Conrad also points out that Nielsen had a recent study which put Pandora in the top five apps in terms of usage on major devices — iPhone, iPad, Android, Blackberry. He believes they’re the only company in the top five on each of those devices.

So the App Store helped Pandora’s mood in an otherwise bleak time. “The timelines do overlap in an interesting way,” Conrad says. But at the same time, he says that he was never too concerned for Pandora having to completely shut down. “The [royalty] rates were so irrational that we were very confident through the period that we would come to a compromise with the rights’ holders,” he says. At the same time, he credits the “incredible outpouring of support from our listeners” as the thing that really motivated Congress to start looking into the situation.

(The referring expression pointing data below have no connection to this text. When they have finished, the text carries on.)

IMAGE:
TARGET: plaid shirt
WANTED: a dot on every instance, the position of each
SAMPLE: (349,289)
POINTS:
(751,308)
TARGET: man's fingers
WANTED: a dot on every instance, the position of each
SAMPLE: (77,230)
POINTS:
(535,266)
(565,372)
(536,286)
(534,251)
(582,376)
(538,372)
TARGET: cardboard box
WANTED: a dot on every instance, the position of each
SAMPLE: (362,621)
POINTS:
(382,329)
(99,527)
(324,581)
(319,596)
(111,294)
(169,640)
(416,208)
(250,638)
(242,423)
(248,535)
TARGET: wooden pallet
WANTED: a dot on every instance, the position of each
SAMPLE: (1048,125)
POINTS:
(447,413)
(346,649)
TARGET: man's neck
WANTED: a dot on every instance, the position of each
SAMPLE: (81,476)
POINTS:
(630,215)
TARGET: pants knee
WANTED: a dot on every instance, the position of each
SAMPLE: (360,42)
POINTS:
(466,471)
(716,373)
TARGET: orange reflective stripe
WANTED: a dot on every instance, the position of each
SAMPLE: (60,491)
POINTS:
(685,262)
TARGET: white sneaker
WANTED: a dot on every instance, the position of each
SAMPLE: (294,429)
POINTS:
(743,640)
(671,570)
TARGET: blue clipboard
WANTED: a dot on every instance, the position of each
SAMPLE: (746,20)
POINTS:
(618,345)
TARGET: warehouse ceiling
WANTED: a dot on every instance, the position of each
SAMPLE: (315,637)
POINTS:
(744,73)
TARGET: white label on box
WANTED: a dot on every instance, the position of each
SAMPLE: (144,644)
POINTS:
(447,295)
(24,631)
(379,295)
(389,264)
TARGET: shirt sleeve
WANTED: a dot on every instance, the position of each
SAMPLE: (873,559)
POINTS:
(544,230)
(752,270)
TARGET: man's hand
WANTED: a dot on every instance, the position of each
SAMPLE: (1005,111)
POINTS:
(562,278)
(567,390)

“It was frustrating that it went on for so long, but we thought rationality would prevail,” Conrad says. And even after “RIP, Good Times”, hit in late 2008, he wasn’t too worried because “we focused on the monetization of the product from the beginning.” “Other companies were behind the eight ball, but we were starting to see the rewards from that attention to revenue,” he says.

And then in the middle of 2009, the clouds broke. Pandora (and other Internet radio services) reached an agreement that would lower royalties to the point where the business could work. “Pandora is finally on safe ground with a long-term agreement for survivable royalty rates,” Conrad told us at the time.

“A real period of growth started then.” And today, Pandora has over 94 million registered users.